He nodded, looked at my hands as if he wanted to hold them. "Even then."

I let out a shaky breath. "Thank you."

He nodded again, eyes searching me. "You are welcome. It will be hard seeing you like this, but I will be with you every step of the way."

I bit my cheek. "I'm sorry. For the way I treated you."

His eyes widened, taken aback. Then he laughed. "I was the one who treated you badly, meleth—"

He paused as he realized what he said, my heart stuttering, but after the tightening of his lips, he smiled. "Meleth nîn, you have treated me far worse. And I believe this time I deserved it."

After the shock wore off, warmth flooded my face. Meleth.

He saw the blush and looked away, voice quiet. "Would you rather I act as if we're simple friends?"

I closed my eyes, biting my tongue hard. Although I didn't know him, I hated hurting him. I nodded. "Yes."

"Alright."

Thoroughly feeling awkward, I turned around, my eyes immediately snagging on the tens of drawings hanging on the wall. My breath caught. They were sketch-like, nothing like masterpieces, but they were still beautiful. Most were charcoal designs for swords or arrows, but there were a few of trees and wildlife. And—

And there was one of me.

My face was sketched with ultimate care, my hair free to tumble down my shoulder. He had depicted me with a soft, loving smile. The cheeks were rosy and plump, my eyes cheery and focused on something extraordinarily dear. I found myself searching within those irises for what the drawing of me was so enamored by. But a breath later I knew. Why had I even needed to wonder?

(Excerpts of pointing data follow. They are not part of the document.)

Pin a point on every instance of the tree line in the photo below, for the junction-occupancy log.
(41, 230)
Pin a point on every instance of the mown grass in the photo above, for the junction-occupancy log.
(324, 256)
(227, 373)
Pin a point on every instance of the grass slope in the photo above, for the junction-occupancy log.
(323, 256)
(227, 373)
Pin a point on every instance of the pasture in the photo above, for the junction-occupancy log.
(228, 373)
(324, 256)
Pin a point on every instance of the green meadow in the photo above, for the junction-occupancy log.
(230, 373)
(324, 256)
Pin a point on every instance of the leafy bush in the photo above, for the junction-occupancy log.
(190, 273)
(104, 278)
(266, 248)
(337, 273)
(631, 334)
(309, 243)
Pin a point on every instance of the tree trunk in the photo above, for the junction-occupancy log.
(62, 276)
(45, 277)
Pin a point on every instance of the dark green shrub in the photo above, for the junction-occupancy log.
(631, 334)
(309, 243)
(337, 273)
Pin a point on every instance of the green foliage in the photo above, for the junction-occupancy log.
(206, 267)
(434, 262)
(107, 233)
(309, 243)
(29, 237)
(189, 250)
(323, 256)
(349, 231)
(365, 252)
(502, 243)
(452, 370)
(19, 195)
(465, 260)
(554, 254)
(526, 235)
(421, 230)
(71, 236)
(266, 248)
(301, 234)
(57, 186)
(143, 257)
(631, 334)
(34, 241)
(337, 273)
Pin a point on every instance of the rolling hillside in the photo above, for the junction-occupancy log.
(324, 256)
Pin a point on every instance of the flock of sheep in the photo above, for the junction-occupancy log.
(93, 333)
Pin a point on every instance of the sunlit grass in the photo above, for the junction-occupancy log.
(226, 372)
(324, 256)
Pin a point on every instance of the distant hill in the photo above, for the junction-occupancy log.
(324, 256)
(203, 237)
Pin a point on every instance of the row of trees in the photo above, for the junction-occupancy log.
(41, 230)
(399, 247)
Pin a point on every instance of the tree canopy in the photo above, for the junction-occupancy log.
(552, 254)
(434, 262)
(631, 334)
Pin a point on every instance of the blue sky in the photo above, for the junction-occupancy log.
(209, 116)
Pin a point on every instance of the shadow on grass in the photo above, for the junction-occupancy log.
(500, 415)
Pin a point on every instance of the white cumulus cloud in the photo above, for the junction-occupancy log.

"What do you think of it?"

I nearly jumped. Legolas stood behind me. I could feel his warmth on my shoulder.

"It's wonderful." Though I think he got my nose wrong.

"I believe I depicted your nose incorrectly."

I refrained from laughing, but nodded anyway, smiling. Then I noted the parchment it was drawn on. The quality was amazing, not something that would be easily found in such a place as this.

"Where'd you find the paper?"

"My father sends it my way every couple months, along with cases of wine."

"For you?" I couldn't imagine him as a drinker.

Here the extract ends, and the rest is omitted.